Can directly activate plasminogen to convert into plasmin, resulting in thrombolytic effect

anistreplase

Used for acute myocardial infarction, it can improve symptoms and reduce mortality

Adverse reactions include injection site and gastrointestinal bleeding, transient hypotension, and allergic reactions

reteplase

It has high thrombolytic efficacy, good results, good tolerance, low production cost and simple administration method.

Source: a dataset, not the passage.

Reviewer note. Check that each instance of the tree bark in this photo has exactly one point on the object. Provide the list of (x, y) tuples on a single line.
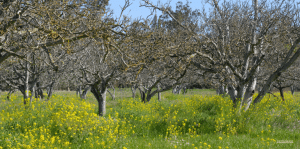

For patients with acute myocardial infarction

Common adverse reactions include bleeding

Snake venom thrombolytic agent

It has obvious anticoagulant, inhibiting thrombosis and dissolving thrombosis effects

Effective in treating cerebral thrombosis

A small number of patients may experience adverse reactions such as bleeding and allergies.

leukocyte proliferative drugs

Gene recombination

granulocyte colony stimulating factor

Promote neutrophil maturation and release, enhance neutrophil chemotaxis and phagocytic function

It is mainly used to prevent bone marrow suppression caused by radiotherapy and chemotherapy for malignant tumors. It can also be used for autologous bone marrow transplantation to promote the recovery of reduced neutrophils.

Slightly mild bone marrow pain, long-term intravenous infusion can cause phlebitis

To avoid increased sensitivity of bone marrow to chemotherapy drugs, chemotherapy drugs should be applied 24 hours before or after

granulocyte/macrophage colony-stimulating factor

Mainly used to prevent leukopenia and complications of infection caused by chemotherapy and radiotherapy of malignant tumors

During the first intravenous infusion, flushing, hypotension, etc. may occur

Other leukocytosis-stimulating drugs

VB4

Used for leukopenia caused by various reasons, such as tumor radiotherapy, chemotherapy, antithyroid drugs, chloramphenicol, antipyretic analgesics, benzene poisoning, etc.

Shartol

It has an antagonistic effect on bone marrow suppression caused by tumor radiotherapy and chemotherapy, and it also has a certain effect on leukopenia caused by benzene poisoning.

For leukopenia caused by radiation and other causes

Li Kejun

It can enhance the metabolism of the hematopoietic system and is clinically used to prevent and treat leukopenia, thrombocytopenia and aplastic anemia caused by various causes.

Inosine

Participates in nucleic acid metabolism, protein synthesis and energy metabolism in the body, improves the activity of various enzymes, thereby allowing cells to perform normal metabolism under hypoxic conditions, and contributes to the recovery of damaged cell functions. It is used as an auxiliary medication and has the effect of improving the body's metabolism.

It can be used clinically for auxiliary treatment of leukopenia and thrombocytopenia, heart failure, angina pectoris, hepatitis, etc. caused by various reasons.

blood volume expansion drugs

Dextran

Pharmacological effects

Expand blood volume

Improve microcirculation

Anticoagulation

diuresis

clinical effects

Medium and low molecular weight dextran is used for hypovolemic shock, such as acute blood loss, trauma and burn shock

Treatment of septic shock

Treatment of thrombotic diseases, such as myocardial infarction, cerebral thrombosis, retinal arteriovenous thrombosis and disseminated intravascular coagulation, etc.

Prevent and treat acute renal failure

Adverse reactions

Occasionally allergic reactions - skin test is required for medication

Intravenous infusion should be slow

Contraindicated in patients with thrombocytopenia and bleeding disorders

Hydroxyethyl starch

After intravenous injection, it expands blood volume and improves hemodynamics. The effect can last for 24 hours or more.

Used for hypovolemia caused by various reasons

Patients may experience allergic reactions, manifested as facial eyelid edema, urticaria, asthma, etc.